2 working spouses, ages 29 and 28
1st baby due later this year
Recent post with approximate portfolio:
viewtopic.php?f=1&t=346742
Relevant AA:
Cash: currently up to $50k, plan to buy $20k of I bonds later this month and let cash hover around $30k for 2-tiered emergency fund
Bonds: currently none
Stocks: A bit over $400k now across various account types
Mortgage: A bit over $500k now @ 2.625% 30-year
Net Worth: About $750k now, including $300k of home a car value (I include it for convenience just because Mint does, not because I consider the car an investment)
FIRE target:
$60k annual expenses after taxes, including $25k in mortgage payments
25x expenses = $1.5m net worth target after taxes
Relocation from HCOL is likely in long term but no intentions of doing so for next 20ish years with kid(s) unless forced
Ideally would like to achieve FI some time over next decade when I turn 40
Thoughts:
I'm wondering how to prioritize between stocks and/or paying off the mortgage over the next 10 years. The way I see it, there are essentially 3 reasonable glide paths ahead of us:
- Just keep buying stocks and making minimum mortgage payments. This is obviously the high-risk/high-reward strategy.
- Start paying off the mortgage early. This is the conservative approach. I think aside from the I Bond EF tier, it doesn't really make sense to hold bonds given that paying off the mortgage gives a guaranteed higher return.
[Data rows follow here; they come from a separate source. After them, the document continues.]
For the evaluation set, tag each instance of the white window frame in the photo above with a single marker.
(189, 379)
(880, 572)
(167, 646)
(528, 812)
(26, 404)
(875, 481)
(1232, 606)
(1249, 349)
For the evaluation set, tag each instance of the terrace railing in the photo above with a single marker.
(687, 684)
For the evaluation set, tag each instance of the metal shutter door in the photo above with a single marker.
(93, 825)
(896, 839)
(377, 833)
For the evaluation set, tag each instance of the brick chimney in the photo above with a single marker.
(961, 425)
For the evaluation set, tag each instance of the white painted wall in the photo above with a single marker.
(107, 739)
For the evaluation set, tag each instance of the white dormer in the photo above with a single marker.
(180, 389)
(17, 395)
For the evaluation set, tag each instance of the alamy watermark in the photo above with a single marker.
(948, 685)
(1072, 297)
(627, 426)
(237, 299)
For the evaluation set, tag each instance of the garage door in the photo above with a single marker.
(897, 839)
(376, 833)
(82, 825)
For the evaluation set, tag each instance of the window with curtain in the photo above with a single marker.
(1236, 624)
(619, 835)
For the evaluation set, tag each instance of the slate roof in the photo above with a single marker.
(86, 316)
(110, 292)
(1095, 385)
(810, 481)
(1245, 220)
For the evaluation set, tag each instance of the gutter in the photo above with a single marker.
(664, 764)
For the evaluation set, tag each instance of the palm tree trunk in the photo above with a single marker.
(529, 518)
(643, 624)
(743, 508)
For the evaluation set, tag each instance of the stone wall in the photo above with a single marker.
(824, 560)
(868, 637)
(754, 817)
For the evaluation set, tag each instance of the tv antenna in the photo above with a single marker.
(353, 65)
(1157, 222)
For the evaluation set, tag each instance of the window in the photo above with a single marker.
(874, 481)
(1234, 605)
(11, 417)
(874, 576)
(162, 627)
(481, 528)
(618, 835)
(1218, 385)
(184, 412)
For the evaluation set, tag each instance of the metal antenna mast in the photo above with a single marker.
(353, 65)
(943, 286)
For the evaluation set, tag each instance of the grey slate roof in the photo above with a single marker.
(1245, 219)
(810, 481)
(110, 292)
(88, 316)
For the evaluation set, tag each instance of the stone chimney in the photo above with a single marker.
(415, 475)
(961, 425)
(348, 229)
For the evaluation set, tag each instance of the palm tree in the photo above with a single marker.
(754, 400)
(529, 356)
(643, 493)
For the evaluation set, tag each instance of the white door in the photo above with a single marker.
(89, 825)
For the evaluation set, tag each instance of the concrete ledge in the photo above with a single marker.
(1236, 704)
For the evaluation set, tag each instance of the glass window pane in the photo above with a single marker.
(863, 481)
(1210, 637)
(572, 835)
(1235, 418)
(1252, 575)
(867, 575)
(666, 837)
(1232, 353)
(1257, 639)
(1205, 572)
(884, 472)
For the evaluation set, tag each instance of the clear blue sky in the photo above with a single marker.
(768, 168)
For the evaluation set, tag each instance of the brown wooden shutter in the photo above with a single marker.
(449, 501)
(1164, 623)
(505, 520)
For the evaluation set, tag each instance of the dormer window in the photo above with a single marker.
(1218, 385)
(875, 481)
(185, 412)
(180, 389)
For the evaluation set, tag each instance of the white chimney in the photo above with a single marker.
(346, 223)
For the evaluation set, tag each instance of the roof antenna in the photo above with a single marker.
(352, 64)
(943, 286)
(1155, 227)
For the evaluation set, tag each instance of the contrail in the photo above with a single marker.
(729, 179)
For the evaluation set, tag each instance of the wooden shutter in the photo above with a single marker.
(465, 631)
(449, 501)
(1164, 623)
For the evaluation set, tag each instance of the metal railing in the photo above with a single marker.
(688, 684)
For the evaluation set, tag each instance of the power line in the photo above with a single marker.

- Blend both approaches. I'm not sure what exactly the right blend would be or how to determine it, since the debt and portfolio size should move in opposite directions, so it's not quite the same as determining a stock/bond AA split.
I understand that's essentially the exact same risk we have been and are taking by being aggressive up to this point, so at this point, some of you reading are probably like, "Well, why the heck didn't you figure this out before?!" But in a way, I feel like getting near a financial goal and then having to postpone it for many years is worse than just failing and having to postpone it early on. As a young pup in my early 20s, I was at peace with the idea that it would take however long it would take, and that 30+ year careers were actually normal. However, with a kid on the way and aspirations outside of my day job, I'm feeling less willing to risk that FI milestone for lifestyle reasons, even though I would be totally comfortable taking on more risk with substantially more wealth. Does that make any sense? I feel like it might be some kind of emotion timing, almost like an ugly cousin of market timing, and maybe it has no place in Boglehead investing. But surely, there's a place for emotional changes seeing as how they are the basis for AA decisions in the first place. I feel fairly confident that 100% stocks and minimum mortgage payments is the optimal path forward in terms of total return given our flexibility to cut expenses and/or continue working, but I also know it would be pretty heart-breaking to get close and suffer a setback.
Question:
What are your thoughts on this weird FIRE glide path concept of high risk tolerance early, followed by lower risk tolerance into FI, and then high risk tolerance again if/when the portfolio grows well beyond one's needs? I guess it's not all that different from full-age retirement considerations, except that full-age retirees often don't have the option of continuing to work, whereas younger ones do, so it's kind of a roller coast versus a cliff. Is paying off the mortgage early too conservative in my case? Should I just buck up and accept that a market downturn in the next 10 years may delay our FIRE goals?